Setelah ditumbuk sampai terpisah dengan kulitnya (dipeso
bahasa makassar) barulah perempuan menampanya (ditapi
bahasa makassar) memakai alat pattapi yang terbuat dari
anyaman bambu dan rotan yang berdiameter seperti tudung
saji di bawah sinar rembulan dan cahaya dari sulo atau
lampu penerangan orang makassar yang terbuat dari
bambu/obor minyak tanah.

Kalau hasil tumbukan dari prosesi mappadendang benar-
benar dianggap bersih karena sudah dipisahkan antara
padi dan kulitnya, maka perempuan lainnya menyiapkan
kelapa habis diparut dan gula merah yang sudah diperhalus
kemudian dicampur menjadi satu bersama dengan padi
yang telah ditumbuk. maka terbuatlah satu penganan
atau racikan kue tradisional yang dikenal dengan
nama laulung.

* Tujuan Mappadendang












Menyatakan rasa syukur kepada Allah
Menjalin silaturahmi
Hiburan
Biasanya di jadikan ajang oleh muda mudi untuk mencari pasangan
Memupuk rasa kebersamaan
Mappadendang dan kisah modernisasi pertanian, Tradisi
ini sudah berjalan turun temurun. Tiap musim panen tiba,
semua orang melakukan mappadendang. Tapi, sejak tak
ada lagi pare riolo dan katto bokko, ritual panen itu
jarang dilakukan.

Pare riolo adalah sebutan padi varietas lama yang tumbuh
dengan batang lebih tinggi. Lebih panjang ketimbang
varietas baru yang pernah diperkenalkan pemerintah
tahun 1970-an lewat program intensifikasi pertanian,
macam PB-5 dan PB-8 yang berbatang pendek.

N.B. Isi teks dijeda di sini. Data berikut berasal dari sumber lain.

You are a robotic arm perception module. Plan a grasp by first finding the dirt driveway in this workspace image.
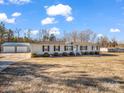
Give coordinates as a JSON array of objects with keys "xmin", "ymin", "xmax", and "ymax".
[{"xmin": 0, "ymin": 53, "xmax": 30, "ymax": 71}]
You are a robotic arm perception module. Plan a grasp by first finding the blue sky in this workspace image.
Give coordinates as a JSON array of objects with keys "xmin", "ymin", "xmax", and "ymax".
[{"xmin": 0, "ymin": 0, "xmax": 124, "ymax": 41}]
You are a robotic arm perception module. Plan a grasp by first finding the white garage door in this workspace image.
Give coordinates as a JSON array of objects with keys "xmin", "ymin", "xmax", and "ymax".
[
  {"xmin": 3, "ymin": 46, "xmax": 15, "ymax": 53},
  {"xmin": 17, "ymin": 46, "xmax": 28, "ymax": 53}
]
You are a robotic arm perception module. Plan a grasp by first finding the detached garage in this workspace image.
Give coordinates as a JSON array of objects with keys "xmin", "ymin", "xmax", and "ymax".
[{"xmin": 2, "ymin": 42, "xmax": 30, "ymax": 53}]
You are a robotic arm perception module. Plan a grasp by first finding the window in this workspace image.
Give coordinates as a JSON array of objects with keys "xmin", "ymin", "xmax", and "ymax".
[
  {"xmin": 43, "ymin": 46, "xmax": 50, "ymax": 52},
  {"xmin": 96, "ymin": 46, "xmax": 99, "ymax": 50},
  {"xmin": 80, "ymin": 46, "xmax": 88, "ymax": 50},
  {"xmin": 92, "ymin": 46, "xmax": 94, "ymax": 50},
  {"xmin": 54, "ymin": 46, "xmax": 60, "ymax": 51},
  {"xmin": 64, "ymin": 46, "xmax": 73, "ymax": 51}
]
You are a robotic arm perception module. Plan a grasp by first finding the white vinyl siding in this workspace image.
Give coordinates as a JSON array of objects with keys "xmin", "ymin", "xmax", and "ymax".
[
  {"xmin": 3, "ymin": 46, "xmax": 15, "ymax": 53},
  {"xmin": 17, "ymin": 46, "xmax": 28, "ymax": 53}
]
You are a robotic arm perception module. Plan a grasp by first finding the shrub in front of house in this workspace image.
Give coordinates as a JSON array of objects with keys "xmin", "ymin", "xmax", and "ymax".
[
  {"xmin": 62, "ymin": 52, "xmax": 68, "ymax": 56},
  {"xmin": 69, "ymin": 52, "xmax": 75, "ymax": 56},
  {"xmin": 76, "ymin": 52, "xmax": 81, "ymax": 56},
  {"xmin": 89, "ymin": 52, "xmax": 94, "ymax": 55},
  {"xmin": 53, "ymin": 52, "xmax": 60, "ymax": 57},
  {"xmin": 81, "ymin": 52, "xmax": 85, "ymax": 55},
  {"xmin": 42, "ymin": 53, "xmax": 50, "ymax": 57},
  {"xmin": 85, "ymin": 52, "xmax": 90, "ymax": 55},
  {"xmin": 95, "ymin": 52, "xmax": 100, "ymax": 55},
  {"xmin": 31, "ymin": 53, "xmax": 42, "ymax": 57}
]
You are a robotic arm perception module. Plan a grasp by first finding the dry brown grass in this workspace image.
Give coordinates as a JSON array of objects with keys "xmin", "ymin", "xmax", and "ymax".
[{"xmin": 0, "ymin": 53, "xmax": 124, "ymax": 93}]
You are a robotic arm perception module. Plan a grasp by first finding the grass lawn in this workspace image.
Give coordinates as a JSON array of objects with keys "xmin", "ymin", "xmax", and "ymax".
[{"xmin": 0, "ymin": 53, "xmax": 124, "ymax": 93}]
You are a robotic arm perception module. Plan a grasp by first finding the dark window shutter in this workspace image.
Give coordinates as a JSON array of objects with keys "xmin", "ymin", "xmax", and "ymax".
[
  {"xmin": 48, "ymin": 46, "xmax": 50, "ymax": 51},
  {"xmin": 86, "ymin": 46, "xmax": 87, "ymax": 50},
  {"xmin": 58, "ymin": 46, "xmax": 60, "ymax": 51},
  {"xmin": 64, "ymin": 46, "xmax": 66, "ymax": 51},
  {"xmin": 71, "ymin": 46, "xmax": 73, "ymax": 51},
  {"xmin": 54, "ymin": 46, "xmax": 56, "ymax": 51},
  {"xmin": 43, "ymin": 46, "xmax": 44, "ymax": 52}
]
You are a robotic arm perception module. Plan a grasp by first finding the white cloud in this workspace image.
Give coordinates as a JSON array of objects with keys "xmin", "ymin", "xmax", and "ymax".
[
  {"xmin": 0, "ymin": 0, "xmax": 4, "ymax": 4},
  {"xmin": 97, "ymin": 34, "xmax": 104, "ymax": 38},
  {"xmin": 66, "ymin": 16, "xmax": 74, "ymax": 22},
  {"xmin": 41, "ymin": 17, "xmax": 57, "ymax": 25},
  {"xmin": 0, "ymin": 13, "xmax": 15, "ymax": 24},
  {"xmin": 49, "ymin": 27, "xmax": 60, "ymax": 35},
  {"xmin": 110, "ymin": 28, "xmax": 121, "ymax": 32},
  {"xmin": 5, "ymin": 18, "xmax": 15, "ymax": 24},
  {"xmin": 31, "ymin": 30, "xmax": 39, "ymax": 35},
  {"xmin": 45, "ymin": 4, "xmax": 74, "ymax": 22},
  {"xmin": 9, "ymin": 0, "xmax": 31, "ymax": 4},
  {"xmin": 115, "ymin": 0, "xmax": 123, "ymax": 2},
  {"xmin": 46, "ymin": 4, "xmax": 72, "ymax": 16},
  {"xmin": 12, "ymin": 12, "xmax": 22, "ymax": 17}
]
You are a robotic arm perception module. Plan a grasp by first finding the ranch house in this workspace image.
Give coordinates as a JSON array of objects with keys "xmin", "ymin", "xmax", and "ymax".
[{"xmin": 30, "ymin": 41, "xmax": 100, "ymax": 55}]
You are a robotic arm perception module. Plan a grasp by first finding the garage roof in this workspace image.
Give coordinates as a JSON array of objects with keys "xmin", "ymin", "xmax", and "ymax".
[{"xmin": 2, "ymin": 42, "xmax": 30, "ymax": 46}]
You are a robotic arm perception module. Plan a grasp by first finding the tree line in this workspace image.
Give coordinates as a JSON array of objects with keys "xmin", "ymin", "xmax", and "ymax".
[{"xmin": 0, "ymin": 22, "xmax": 118, "ymax": 47}]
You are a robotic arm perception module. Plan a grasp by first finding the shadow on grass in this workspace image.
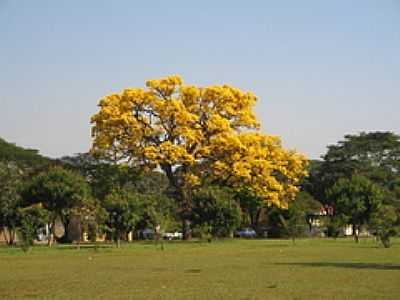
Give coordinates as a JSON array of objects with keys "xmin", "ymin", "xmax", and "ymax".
[
  {"xmin": 275, "ymin": 262, "xmax": 400, "ymax": 271},
  {"xmin": 51, "ymin": 243, "xmax": 115, "ymax": 250}
]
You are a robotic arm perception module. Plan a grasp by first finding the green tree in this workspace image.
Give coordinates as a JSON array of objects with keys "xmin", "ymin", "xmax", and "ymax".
[
  {"xmin": 312, "ymin": 131, "xmax": 400, "ymax": 209},
  {"xmin": 0, "ymin": 138, "xmax": 52, "ymax": 172},
  {"xmin": 370, "ymin": 205, "xmax": 400, "ymax": 248},
  {"xmin": 328, "ymin": 175, "xmax": 384, "ymax": 242},
  {"xmin": 0, "ymin": 162, "xmax": 22, "ymax": 245},
  {"xmin": 104, "ymin": 190, "xmax": 143, "ymax": 248},
  {"xmin": 23, "ymin": 167, "xmax": 90, "ymax": 246},
  {"xmin": 192, "ymin": 186, "xmax": 241, "ymax": 237},
  {"xmin": 18, "ymin": 205, "xmax": 49, "ymax": 252},
  {"xmin": 60, "ymin": 153, "xmax": 140, "ymax": 200}
]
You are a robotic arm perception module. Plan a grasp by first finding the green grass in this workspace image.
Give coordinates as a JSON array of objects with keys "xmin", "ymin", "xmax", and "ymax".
[{"xmin": 0, "ymin": 239, "xmax": 400, "ymax": 299}]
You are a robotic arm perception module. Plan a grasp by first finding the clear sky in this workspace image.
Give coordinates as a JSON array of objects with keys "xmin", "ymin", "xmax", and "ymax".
[{"xmin": 0, "ymin": 0, "xmax": 400, "ymax": 158}]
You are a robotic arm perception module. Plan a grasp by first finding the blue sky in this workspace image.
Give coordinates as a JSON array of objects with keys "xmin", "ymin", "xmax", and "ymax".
[{"xmin": 0, "ymin": 0, "xmax": 400, "ymax": 158}]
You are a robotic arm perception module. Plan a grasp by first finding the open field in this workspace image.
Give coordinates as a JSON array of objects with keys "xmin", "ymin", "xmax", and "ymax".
[{"xmin": 0, "ymin": 239, "xmax": 400, "ymax": 299}]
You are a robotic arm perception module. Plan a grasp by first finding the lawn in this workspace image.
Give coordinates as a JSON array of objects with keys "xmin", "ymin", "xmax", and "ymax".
[{"xmin": 0, "ymin": 239, "xmax": 400, "ymax": 299}]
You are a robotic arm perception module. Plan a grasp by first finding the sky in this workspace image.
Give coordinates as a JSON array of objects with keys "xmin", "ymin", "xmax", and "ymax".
[{"xmin": 0, "ymin": 0, "xmax": 400, "ymax": 159}]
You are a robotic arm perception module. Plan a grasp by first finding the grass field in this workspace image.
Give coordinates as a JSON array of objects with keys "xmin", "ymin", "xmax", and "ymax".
[{"xmin": 0, "ymin": 239, "xmax": 400, "ymax": 299}]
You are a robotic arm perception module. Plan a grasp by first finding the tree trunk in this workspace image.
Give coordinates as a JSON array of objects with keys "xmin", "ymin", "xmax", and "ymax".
[
  {"xmin": 353, "ymin": 225, "xmax": 359, "ymax": 243},
  {"xmin": 182, "ymin": 218, "xmax": 192, "ymax": 241}
]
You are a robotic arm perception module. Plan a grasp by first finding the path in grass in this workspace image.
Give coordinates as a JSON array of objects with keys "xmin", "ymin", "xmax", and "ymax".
[{"xmin": 0, "ymin": 239, "xmax": 400, "ymax": 299}]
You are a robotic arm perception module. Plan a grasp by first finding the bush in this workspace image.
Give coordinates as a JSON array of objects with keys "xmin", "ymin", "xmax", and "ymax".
[{"xmin": 19, "ymin": 205, "xmax": 49, "ymax": 252}]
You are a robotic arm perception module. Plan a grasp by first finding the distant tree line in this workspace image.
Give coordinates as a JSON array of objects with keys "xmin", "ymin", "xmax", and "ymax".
[{"xmin": 0, "ymin": 132, "xmax": 400, "ymax": 249}]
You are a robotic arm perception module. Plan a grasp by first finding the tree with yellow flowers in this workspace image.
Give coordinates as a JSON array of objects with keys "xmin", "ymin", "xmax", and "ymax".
[{"xmin": 91, "ymin": 76, "xmax": 306, "ymax": 238}]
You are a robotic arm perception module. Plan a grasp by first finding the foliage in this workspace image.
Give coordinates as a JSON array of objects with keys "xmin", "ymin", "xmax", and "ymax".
[
  {"xmin": 306, "ymin": 131, "xmax": 400, "ymax": 208},
  {"xmin": 370, "ymin": 205, "xmax": 400, "ymax": 248},
  {"xmin": 92, "ymin": 76, "xmax": 306, "ymax": 237},
  {"xmin": 23, "ymin": 167, "xmax": 90, "ymax": 245},
  {"xmin": 0, "ymin": 161, "xmax": 22, "ymax": 244},
  {"xmin": 324, "ymin": 216, "xmax": 346, "ymax": 239},
  {"xmin": 0, "ymin": 138, "xmax": 51, "ymax": 169},
  {"xmin": 328, "ymin": 175, "xmax": 384, "ymax": 242},
  {"xmin": 60, "ymin": 153, "xmax": 139, "ymax": 200},
  {"xmin": 104, "ymin": 190, "xmax": 142, "ymax": 247},
  {"xmin": 235, "ymin": 189, "xmax": 267, "ymax": 229},
  {"xmin": 18, "ymin": 205, "xmax": 49, "ymax": 252},
  {"xmin": 192, "ymin": 187, "xmax": 241, "ymax": 237}
]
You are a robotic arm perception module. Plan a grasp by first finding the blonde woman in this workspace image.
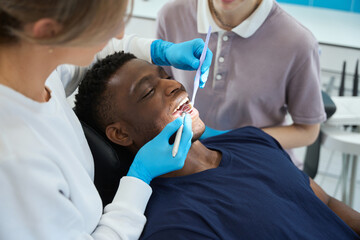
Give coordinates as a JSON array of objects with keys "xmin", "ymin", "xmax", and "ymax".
[{"xmin": 0, "ymin": 0, "xmax": 211, "ymax": 240}]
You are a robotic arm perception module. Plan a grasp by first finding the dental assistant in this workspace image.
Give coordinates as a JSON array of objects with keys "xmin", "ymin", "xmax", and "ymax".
[
  {"xmin": 157, "ymin": 0, "xmax": 326, "ymax": 168},
  {"xmin": 0, "ymin": 0, "xmax": 212, "ymax": 240}
]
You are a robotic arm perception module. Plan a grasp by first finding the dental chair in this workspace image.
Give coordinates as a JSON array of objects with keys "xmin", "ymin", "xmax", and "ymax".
[{"xmin": 80, "ymin": 121, "xmax": 133, "ymax": 206}]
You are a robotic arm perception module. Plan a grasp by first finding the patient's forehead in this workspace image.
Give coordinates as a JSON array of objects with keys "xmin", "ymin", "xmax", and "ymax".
[{"xmin": 108, "ymin": 58, "xmax": 158, "ymax": 100}]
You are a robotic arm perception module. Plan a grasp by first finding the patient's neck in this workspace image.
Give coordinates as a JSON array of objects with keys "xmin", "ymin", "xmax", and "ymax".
[{"xmin": 161, "ymin": 141, "xmax": 221, "ymax": 177}]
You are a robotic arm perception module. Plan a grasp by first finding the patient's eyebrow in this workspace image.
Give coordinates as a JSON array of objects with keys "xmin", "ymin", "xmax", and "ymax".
[
  {"xmin": 130, "ymin": 75, "xmax": 151, "ymax": 94},
  {"xmin": 130, "ymin": 66, "xmax": 162, "ymax": 94}
]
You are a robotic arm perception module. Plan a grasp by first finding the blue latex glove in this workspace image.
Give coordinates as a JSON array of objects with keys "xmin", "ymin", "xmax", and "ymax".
[
  {"xmin": 151, "ymin": 38, "xmax": 213, "ymax": 88},
  {"xmin": 127, "ymin": 114, "xmax": 193, "ymax": 184},
  {"xmin": 199, "ymin": 126, "xmax": 231, "ymax": 140}
]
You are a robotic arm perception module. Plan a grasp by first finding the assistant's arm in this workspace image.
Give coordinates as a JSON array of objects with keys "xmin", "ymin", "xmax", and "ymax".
[
  {"xmin": 309, "ymin": 178, "xmax": 360, "ymax": 235},
  {"xmin": 262, "ymin": 123, "xmax": 320, "ymax": 149},
  {"xmin": 57, "ymin": 35, "xmax": 212, "ymax": 96}
]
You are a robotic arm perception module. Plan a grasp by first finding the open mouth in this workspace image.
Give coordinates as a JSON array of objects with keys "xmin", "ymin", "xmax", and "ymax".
[{"xmin": 173, "ymin": 98, "xmax": 193, "ymax": 115}]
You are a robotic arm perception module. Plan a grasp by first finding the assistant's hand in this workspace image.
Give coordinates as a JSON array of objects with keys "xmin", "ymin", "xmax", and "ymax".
[
  {"xmin": 127, "ymin": 114, "xmax": 193, "ymax": 184},
  {"xmin": 199, "ymin": 126, "xmax": 231, "ymax": 140},
  {"xmin": 151, "ymin": 38, "xmax": 213, "ymax": 88}
]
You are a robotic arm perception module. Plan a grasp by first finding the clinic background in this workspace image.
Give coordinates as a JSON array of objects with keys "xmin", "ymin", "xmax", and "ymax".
[{"xmin": 69, "ymin": 0, "xmax": 360, "ymax": 211}]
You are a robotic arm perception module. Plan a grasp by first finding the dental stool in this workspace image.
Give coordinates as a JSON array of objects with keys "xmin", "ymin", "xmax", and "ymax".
[{"xmin": 80, "ymin": 121, "xmax": 133, "ymax": 206}]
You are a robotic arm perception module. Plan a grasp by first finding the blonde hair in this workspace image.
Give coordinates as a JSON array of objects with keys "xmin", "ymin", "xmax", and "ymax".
[{"xmin": 0, "ymin": 0, "xmax": 133, "ymax": 45}]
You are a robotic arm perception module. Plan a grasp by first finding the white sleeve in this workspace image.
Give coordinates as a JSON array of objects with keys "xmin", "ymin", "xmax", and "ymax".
[
  {"xmin": 92, "ymin": 177, "xmax": 152, "ymax": 240},
  {"xmin": 0, "ymin": 159, "xmax": 151, "ymax": 240},
  {"xmin": 56, "ymin": 35, "xmax": 155, "ymax": 96}
]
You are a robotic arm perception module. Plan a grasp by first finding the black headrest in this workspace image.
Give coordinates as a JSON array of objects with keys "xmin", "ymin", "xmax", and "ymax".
[{"xmin": 80, "ymin": 121, "xmax": 133, "ymax": 206}]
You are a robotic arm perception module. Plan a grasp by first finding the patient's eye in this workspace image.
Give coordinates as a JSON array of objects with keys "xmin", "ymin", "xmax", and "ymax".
[{"xmin": 141, "ymin": 88, "xmax": 155, "ymax": 99}]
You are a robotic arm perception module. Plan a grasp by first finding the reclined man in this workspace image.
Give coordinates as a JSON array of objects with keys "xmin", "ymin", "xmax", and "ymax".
[{"xmin": 75, "ymin": 53, "xmax": 360, "ymax": 240}]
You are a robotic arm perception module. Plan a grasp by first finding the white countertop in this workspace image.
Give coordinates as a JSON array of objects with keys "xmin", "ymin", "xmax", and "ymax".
[
  {"xmin": 326, "ymin": 96, "xmax": 360, "ymax": 126},
  {"xmin": 133, "ymin": 0, "xmax": 360, "ymax": 50}
]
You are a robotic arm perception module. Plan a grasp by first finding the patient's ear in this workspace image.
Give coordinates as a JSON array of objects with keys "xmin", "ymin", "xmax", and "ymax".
[{"xmin": 105, "ymin": 122, "xmax": 133, "ymax": 147}]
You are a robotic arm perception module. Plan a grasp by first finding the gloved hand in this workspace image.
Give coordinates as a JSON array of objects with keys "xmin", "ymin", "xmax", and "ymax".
[
  {"xmin": 127, "ymin": 114, "xmax": 193, "ymax": 184},
  {"xmin": 151, "ymin": 38, "xmax": 213, "ymax": 88},
  {"xmin": 199, "ymin": 126, "xmax": 231, "ymax": 140}
]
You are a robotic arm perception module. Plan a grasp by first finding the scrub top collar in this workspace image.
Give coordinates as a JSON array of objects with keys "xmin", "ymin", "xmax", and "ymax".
[{"xmin": 197, "ymin": 0, "xmax": 273, "ymax": 38}]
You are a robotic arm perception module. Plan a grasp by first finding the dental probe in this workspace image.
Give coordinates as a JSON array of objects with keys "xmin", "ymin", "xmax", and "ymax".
[
  {"xmin": 191, "ymin": 26, "xmax": 211, "ymax": 106},
  {"xmin": 172, "ymin": 112, "xmax": 185, "ymax": 157}
]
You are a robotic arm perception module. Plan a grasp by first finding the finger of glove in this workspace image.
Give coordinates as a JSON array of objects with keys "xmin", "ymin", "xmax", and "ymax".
[
  {"xmin": 201, "ymin": 48, "xmax": 213, "ymax": 74},
  {"xmin": 179, "ymin": 114, "xmax": 193, "ymax": 148},
  {"xmin": 156, "ymin": 116, "xmax": 183, "ymax": 141},
  {"xmin": 176, "ymin": 129, "xmax": 193, "ymax": 169},
  {"xmin": 199, "ymin": 69, "xmax": 209, "ymax": 88}
]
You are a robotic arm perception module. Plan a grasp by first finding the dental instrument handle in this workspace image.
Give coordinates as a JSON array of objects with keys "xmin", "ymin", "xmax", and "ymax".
[
  {"xmin": 172, "ymin": 112, "xmax": 185, "ymax": 157},
  {"xmin": 191, "ymin": 26, "xmax": 211, "ymax": 106}
]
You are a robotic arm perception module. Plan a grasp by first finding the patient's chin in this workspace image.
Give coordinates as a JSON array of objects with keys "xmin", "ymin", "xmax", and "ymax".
[{"xmin": 191, "ymin": 121, "xmax": 205, "ymax": 142}]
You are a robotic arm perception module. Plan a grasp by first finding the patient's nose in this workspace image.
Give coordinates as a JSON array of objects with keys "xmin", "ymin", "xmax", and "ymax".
[{"xmin": 163, "ymin": 79, "xmax": 181, "ymax": 96}]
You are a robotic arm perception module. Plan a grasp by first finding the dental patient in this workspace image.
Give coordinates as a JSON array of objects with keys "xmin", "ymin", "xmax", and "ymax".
[{"xmin": 74, "ymin": 53, "xmax": 360, "ymax": 240}]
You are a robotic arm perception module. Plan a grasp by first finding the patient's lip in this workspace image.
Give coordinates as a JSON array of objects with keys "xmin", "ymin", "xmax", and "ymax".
[{"xmin": 171, "ymin": 91, "xmax": 189, "ymax": 113}]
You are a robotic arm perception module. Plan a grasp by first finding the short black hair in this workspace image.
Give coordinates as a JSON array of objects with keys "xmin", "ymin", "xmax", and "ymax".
[{"xmin": 74, "ymin": 51, "xmax": 136, "ymax": 133}]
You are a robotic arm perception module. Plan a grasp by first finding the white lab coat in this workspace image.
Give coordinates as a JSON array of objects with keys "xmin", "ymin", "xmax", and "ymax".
[{"xmin": 0, "ymin": 36, "xmax": 152, "ymax": 240}]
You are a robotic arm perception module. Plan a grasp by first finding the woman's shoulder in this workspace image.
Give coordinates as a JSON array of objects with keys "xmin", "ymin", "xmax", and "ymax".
[{"xmin": 158, "ymin": 0, "xmax": 197, "ymax": 17}]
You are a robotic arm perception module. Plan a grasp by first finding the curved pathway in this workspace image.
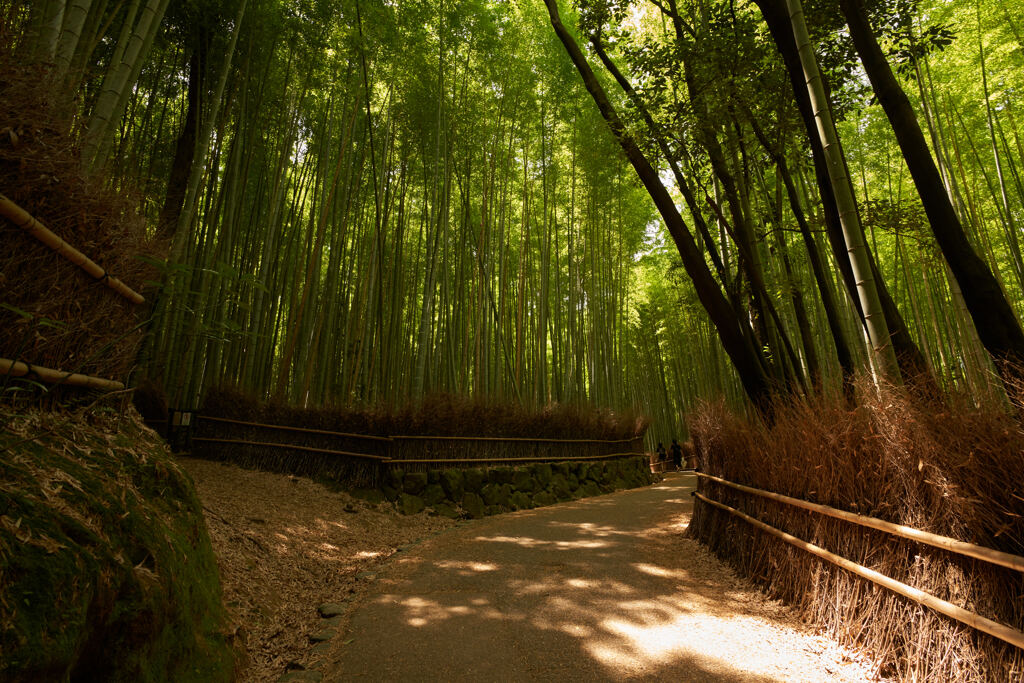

Saat musim panen tiba para warga biasanya memotong
ujung batang padi dengan ani-ani, yang menyerupai
sebuah pisau pemotong berukuran kecil.

Biasanya setelah terkumpul lantas padi hasil panenan
itu dirontokkan dengan cara menumbuk dalam sebuah
lesung. Suara benturan antara kayu penumbuk, yang
disebut alu, dan lesung ini biasanya terdengar nyaring.

Membentuk irama ketukan yang khas rancak bertalu-talu.
Gerakan dan bunyi tumbukan berirama inilah yang menjadi
asal-usul seni mappadendang. Tradisi ini turun temurun.
Sampai akhirnya lambat laun mulai ditinggalkan setelah
pemerintah menggulirkan program intensifikasi pertanian
untuk mendongkrak produktifitas ekonomi nasional.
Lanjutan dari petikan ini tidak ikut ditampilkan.